The Library Innovation Lab is excited to announce that the original limitations on the data available for the Caselaw Access Project expired this month, and that data can now be fully released without restriction on access or use.

As part of our original collaboration agreement with Ravel Law, Inc. (now part of LexisNexis) for the Caselaw Access Project there had been access limitations on the full text and bulk data available, which have now expired. Over the next few months, we will be partnering with other organizations in the open legal data space like the Free Law Project to shepherd this data into its next phase. The Free Law Project already includes all CAP cases, as well as cases scraped from court websites, in its CourtListener search engine.

We will continue hosting the CAP data in bulk for researchers, and as individual readable cases, at case.law. However, we will be winding down services that can be better provided elsewhere, such as the search function and API.

The previous version of the site will still be available at old.case.law until September of this year. If there are features of the previous site that are not well covered by the current site or by CourtListener, we welcome feedback to info@case.law.

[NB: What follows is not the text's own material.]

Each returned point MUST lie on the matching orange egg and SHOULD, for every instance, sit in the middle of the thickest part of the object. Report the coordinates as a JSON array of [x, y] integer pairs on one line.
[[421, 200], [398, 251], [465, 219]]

This transition will allow new avenues for users to access the data produced by the Caselaw Access Project, and will consolidate efforts to create centralized access points for the law. We are very proud of the contribution that CAP has made to the open legal data movement, and will continue working to expand and support free, open, and fair access to information.

History of the Caselaw Access Project

In 2018, the Library Innovation Lab launched case.law to host and distribute data created by the Caselaw Access Project. Its release was the culmination of several years of work at the Harvard Law Library to digitize a corpus of 6 million cases representing almost all precedential law in the United States. The cases were digitized from Harvard’s own collection of hardbound court reporters from across the nation, an archive which predates the founding of the United States. The digitization process involved removing the binding of each volume, scanning 40 million pages, and using OCR technology to convert the PDF images into human and machine-readable text. You can see parts of that process in this video we released about the project.

Though most government documents are in the public domain, including case law, this scope of United States case law had never before been made easily accessible to the public.